Complementary user entity controls (CUECs) are an important and essential part of any SOC report. If your organization receives a SOC 1, SOC 2 or SOC 3, or if your organization is a vendor that contracts with service organizations, CUECs are an integral part of the process required to have an effective internal controls structure. SOC reports define the system controls that have been implemented by the service organization, and as part of the system of controls user entities must implement and take responsibility for CUECs to ensure that the system of controls is designed and operating effectively. CUECs effectively outline, within the SOC report, the specific internal control requirements that are the responsibility of the user entity and not the responsibility of the service organization. If the user entities do not appropriately implement the required CUECs defined by the service organizations, then the service organization may ultimately be unable to meet the control objectives.
CUEC’s and Service Organizations
Complimentary user entity controls are a required component of SOC reports given that they are integral to the design and operating effectiveness of the overall control environment. In the instance that a SOC audit report does not include CUECs that report is deemed to be incomplete and may result in additional issues during the audit of the user entity. CUECs are generally identified within their own section or subsection of the SOC report.
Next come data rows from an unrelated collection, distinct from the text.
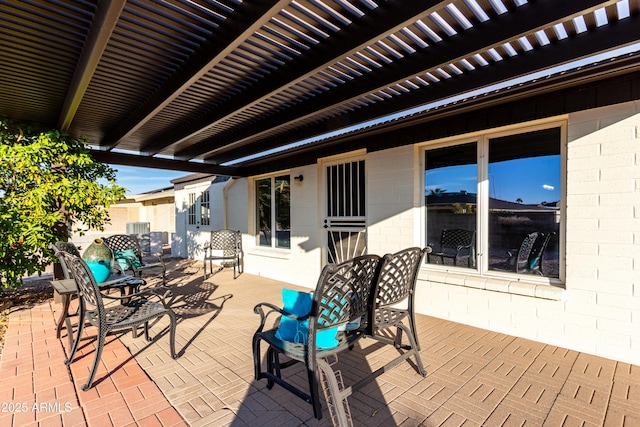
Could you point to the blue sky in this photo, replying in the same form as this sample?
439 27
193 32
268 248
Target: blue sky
141 180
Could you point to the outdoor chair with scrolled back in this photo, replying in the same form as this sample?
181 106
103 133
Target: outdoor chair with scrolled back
225 246
129 255
528 257
134 310
340 300
393 301
456 244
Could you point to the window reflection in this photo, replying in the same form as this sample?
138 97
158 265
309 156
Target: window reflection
522 208
273 199
524 211
450 198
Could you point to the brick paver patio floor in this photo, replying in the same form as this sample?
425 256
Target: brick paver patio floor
474 377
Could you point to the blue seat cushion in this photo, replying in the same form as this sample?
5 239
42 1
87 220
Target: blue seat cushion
299 304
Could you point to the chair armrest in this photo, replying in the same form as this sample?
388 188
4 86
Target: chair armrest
154 259
130 263
258 309
160 291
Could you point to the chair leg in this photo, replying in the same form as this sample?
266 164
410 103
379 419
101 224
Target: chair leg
313 391
74 347
271 367
257 364
102 335
172 334
414 349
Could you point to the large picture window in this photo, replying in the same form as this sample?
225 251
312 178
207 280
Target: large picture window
191 213
273 212
498 196
205 208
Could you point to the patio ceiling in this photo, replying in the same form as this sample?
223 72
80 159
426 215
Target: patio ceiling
212 85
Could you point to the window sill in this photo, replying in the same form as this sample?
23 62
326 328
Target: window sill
495 284
269 252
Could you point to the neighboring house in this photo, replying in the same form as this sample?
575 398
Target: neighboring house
199 207
591 302
155 209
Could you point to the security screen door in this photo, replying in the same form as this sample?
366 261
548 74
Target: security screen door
345 220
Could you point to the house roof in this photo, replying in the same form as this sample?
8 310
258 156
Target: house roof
212 87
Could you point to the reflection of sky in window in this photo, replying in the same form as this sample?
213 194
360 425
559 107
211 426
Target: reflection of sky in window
533 180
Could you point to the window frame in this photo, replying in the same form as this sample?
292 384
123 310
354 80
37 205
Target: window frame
482 138
205 207
192 208
272 177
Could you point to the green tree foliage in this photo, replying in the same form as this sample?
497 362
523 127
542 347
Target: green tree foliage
49 184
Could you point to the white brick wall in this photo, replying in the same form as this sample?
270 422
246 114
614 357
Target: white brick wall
599 312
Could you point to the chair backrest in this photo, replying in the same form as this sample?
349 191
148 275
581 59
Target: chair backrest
123 242
229 241
525 251
535 257
87 286
397 278
456 237
69 248
342 294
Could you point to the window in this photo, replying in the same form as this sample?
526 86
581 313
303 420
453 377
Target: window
498 196
191 213
273 212
205 209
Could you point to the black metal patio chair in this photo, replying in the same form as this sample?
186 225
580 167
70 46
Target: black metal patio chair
341 299
134 310
456 244
393 302
129 255
225 246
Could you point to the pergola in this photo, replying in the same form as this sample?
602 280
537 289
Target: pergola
246 87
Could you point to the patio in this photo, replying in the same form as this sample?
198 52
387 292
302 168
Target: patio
474 376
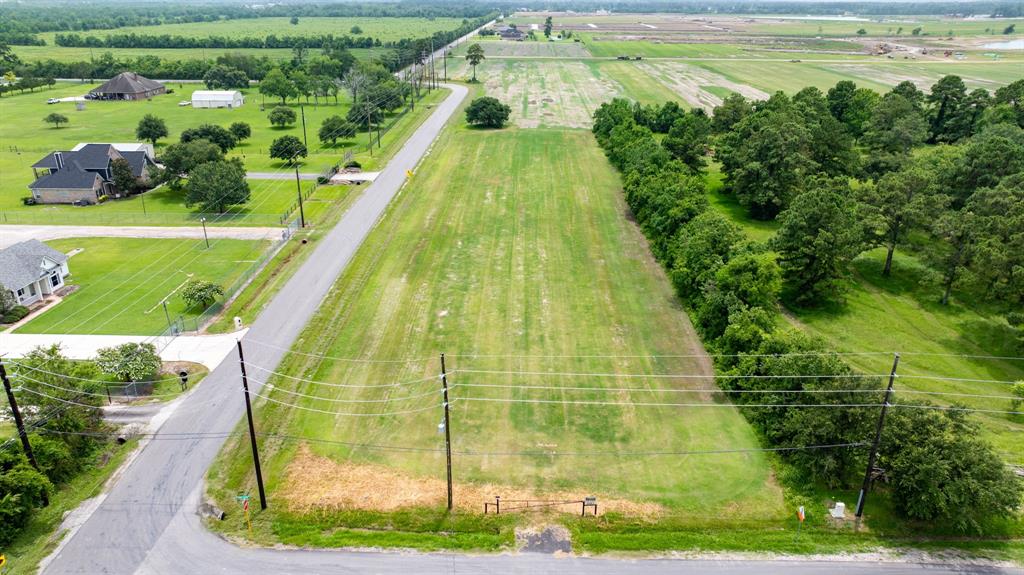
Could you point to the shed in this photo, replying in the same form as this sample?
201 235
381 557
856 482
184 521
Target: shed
217 98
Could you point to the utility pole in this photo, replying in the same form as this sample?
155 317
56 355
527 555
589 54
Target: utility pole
448 430
866 486
298 188
252 430
18 422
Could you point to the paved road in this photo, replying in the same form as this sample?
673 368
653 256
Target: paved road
13 233
147 522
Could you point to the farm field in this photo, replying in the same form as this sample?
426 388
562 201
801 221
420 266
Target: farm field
27 139
383 29
505 263
123 280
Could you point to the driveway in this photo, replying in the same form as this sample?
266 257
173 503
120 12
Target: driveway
10 234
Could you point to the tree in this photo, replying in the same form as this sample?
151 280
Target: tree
201 294
474 55
282 117
688 138
901 202
335 127
129 362
55 119
180 159
221 77
288 148
487 112
940 470
124 179
276 84
240 130
151 129
215 185
818 238
213 133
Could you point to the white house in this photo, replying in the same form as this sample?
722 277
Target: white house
31 270
217 98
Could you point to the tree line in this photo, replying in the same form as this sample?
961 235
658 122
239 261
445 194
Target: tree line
733 288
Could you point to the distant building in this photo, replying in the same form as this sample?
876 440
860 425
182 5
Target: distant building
84 174
217 98
31 270
127 86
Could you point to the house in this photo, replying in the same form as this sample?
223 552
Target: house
217 98
31 270
511 33
84 174
127 86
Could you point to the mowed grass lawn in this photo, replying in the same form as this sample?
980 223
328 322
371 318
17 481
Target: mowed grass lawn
510 250
26 138
123 280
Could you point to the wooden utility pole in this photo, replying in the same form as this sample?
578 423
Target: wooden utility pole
866 486
252 430
448 430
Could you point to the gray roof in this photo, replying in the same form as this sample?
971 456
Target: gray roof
127 83
20 264
69 178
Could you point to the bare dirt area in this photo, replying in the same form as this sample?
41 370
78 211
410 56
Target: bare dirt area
691 82
314 482
560 93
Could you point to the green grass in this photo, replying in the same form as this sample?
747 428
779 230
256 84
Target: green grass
383 29
524 250
37 541
26 139
123 280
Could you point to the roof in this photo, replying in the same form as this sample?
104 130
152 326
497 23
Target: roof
88 157
68 178
220 95
20 264
127 83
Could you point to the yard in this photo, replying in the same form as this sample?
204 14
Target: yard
122 282
518 263
26 139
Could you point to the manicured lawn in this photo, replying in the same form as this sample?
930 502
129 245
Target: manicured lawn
522 251
123 280
26 138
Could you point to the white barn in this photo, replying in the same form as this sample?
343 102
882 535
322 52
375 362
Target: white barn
217 98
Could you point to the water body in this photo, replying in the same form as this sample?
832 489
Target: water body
1010 45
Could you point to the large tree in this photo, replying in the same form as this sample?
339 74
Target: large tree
151 128
215 185
487 112
818 238
900 202
474 55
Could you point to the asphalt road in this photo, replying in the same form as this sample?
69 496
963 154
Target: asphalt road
147 522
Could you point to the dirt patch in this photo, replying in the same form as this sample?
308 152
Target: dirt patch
690 83
313 482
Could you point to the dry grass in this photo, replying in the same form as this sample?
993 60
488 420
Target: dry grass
314 483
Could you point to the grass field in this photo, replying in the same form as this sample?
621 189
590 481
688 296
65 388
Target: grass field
26 138
383 29
123 280
523 251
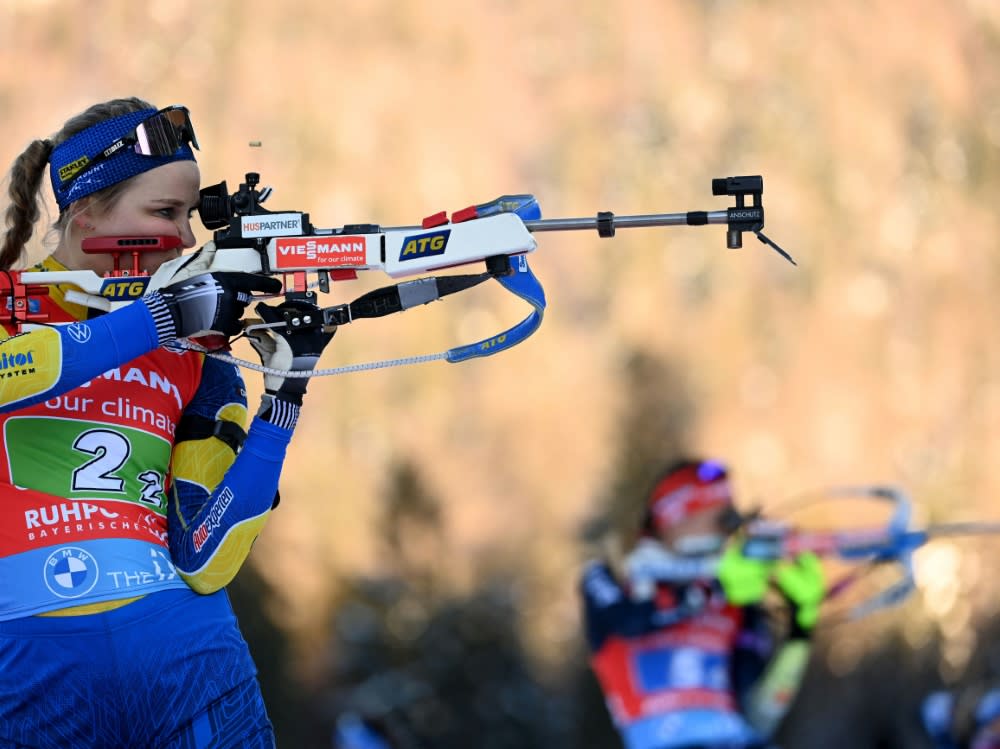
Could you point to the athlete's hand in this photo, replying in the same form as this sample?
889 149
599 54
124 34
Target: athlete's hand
802 583
208 303
287 348
744 580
In many instances the CUECs can be found either immediately following the description of the system of controls, or immediately following each of the control sections for which CUECs apply.
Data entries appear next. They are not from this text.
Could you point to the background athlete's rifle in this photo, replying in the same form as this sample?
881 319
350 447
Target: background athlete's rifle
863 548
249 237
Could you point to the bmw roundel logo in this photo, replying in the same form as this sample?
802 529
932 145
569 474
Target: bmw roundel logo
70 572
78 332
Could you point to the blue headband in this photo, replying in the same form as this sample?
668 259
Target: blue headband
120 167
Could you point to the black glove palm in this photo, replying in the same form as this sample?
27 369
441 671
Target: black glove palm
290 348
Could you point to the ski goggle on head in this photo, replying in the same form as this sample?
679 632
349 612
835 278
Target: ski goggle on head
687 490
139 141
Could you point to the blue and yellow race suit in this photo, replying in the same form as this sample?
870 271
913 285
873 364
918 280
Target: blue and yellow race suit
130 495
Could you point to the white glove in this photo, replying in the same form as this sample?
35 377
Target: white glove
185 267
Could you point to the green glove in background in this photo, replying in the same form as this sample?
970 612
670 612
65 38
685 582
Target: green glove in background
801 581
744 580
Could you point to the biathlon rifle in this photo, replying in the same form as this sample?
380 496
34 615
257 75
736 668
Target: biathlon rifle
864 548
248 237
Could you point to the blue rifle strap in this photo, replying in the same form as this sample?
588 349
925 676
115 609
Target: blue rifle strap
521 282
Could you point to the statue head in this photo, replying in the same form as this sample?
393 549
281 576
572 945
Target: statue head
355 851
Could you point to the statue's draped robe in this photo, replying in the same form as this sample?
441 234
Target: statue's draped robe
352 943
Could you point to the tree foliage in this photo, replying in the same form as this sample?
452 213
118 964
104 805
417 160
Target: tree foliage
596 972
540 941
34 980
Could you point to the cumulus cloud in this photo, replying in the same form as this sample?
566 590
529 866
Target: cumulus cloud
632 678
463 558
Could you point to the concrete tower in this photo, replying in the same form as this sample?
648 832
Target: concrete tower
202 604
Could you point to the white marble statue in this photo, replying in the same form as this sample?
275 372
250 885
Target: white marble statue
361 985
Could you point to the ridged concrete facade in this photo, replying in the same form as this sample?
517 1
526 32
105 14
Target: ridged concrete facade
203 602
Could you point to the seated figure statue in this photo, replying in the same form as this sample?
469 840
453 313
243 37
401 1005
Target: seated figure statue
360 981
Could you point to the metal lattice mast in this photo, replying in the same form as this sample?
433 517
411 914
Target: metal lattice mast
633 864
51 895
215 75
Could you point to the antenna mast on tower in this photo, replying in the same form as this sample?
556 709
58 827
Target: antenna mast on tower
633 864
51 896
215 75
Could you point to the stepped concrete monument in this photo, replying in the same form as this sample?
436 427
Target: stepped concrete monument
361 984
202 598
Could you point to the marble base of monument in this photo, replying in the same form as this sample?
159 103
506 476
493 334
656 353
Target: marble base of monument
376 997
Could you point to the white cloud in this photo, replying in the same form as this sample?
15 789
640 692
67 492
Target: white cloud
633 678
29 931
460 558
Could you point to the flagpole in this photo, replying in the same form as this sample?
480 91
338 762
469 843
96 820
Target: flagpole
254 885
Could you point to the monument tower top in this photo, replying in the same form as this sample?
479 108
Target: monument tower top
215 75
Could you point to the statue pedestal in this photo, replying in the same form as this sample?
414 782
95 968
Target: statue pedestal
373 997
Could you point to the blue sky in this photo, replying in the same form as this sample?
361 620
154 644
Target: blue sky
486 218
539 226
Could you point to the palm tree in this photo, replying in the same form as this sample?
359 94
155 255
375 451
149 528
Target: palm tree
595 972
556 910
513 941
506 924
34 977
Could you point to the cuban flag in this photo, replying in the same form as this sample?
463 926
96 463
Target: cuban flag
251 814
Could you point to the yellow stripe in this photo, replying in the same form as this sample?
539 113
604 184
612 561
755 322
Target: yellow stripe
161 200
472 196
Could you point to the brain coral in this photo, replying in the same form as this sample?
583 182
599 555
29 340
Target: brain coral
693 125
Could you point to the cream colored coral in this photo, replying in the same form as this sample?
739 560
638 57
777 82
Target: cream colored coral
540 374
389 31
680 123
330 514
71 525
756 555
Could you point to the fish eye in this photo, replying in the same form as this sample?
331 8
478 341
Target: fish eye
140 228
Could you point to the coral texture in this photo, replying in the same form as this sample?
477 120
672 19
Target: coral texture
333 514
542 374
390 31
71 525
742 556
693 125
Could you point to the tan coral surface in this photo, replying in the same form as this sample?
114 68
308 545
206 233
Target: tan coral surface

Service organizations are responsible for identifying the CUECs related to the services they perform on behalf of user entities during the initial SOC reporting process. As discussed above, CUECs are an important part of the overall control process for both the service organization and the user entities. In order for service organizations to provide a quality SOC report to user entities it is imperative that all CUECs are clearly defined within the SOC report. The first step in the process for service organizations is to clearly identify the types of services performed as well as the control objectives and controls around those services. During that process, service organizations should identify the boundaries of their controls and identify the specific controls that are the responsibility of the user entities. The service organization should document those controls required by the user entities as well as the applicable control objectives and controls related to the CUECs. The CUECs identified during this process are documented, communicated to user entities, and incorporated into the annual SOC report. As the service organization continues to implement new controls, processes, and services offerings, the CUECs should also be continually updated and evaluated to ensure that the user entities know their internal control responsibilities.
CUECs and User Entities
If your organization is a user entity that is involved with a service organization that receives SOC 1, SOC 2 or SOC 3 reports, you should know and understand the various types of CUECs as well as how they operate. Service Organizations are numerous and diverse entities, and CUECs can be very different depending on the specific type of SOC report, service organization, and industry. User entities should begin to evaluate CUECs by reviewing the SOC reports for the service organizations that they are currently using as part of their current business processes. User entities should identify all the applicable CUECs that are outlined in the report during the annual SOC audit report review process. Upon completion of identifying the applicable CUECs from the current SOC reports the user entity should identify and document the specific control or controls that they implemented to address each CUEC. The process of mapping the controls at the user entity to each SOC report will ensure that the user entities controls are adequately designed to address the CUEC requirements outlined by the service organizations. Addressing all the CUECs in the SOC reports will ensure that the user entities can effectively rely on the system of controls being performed by service organizations.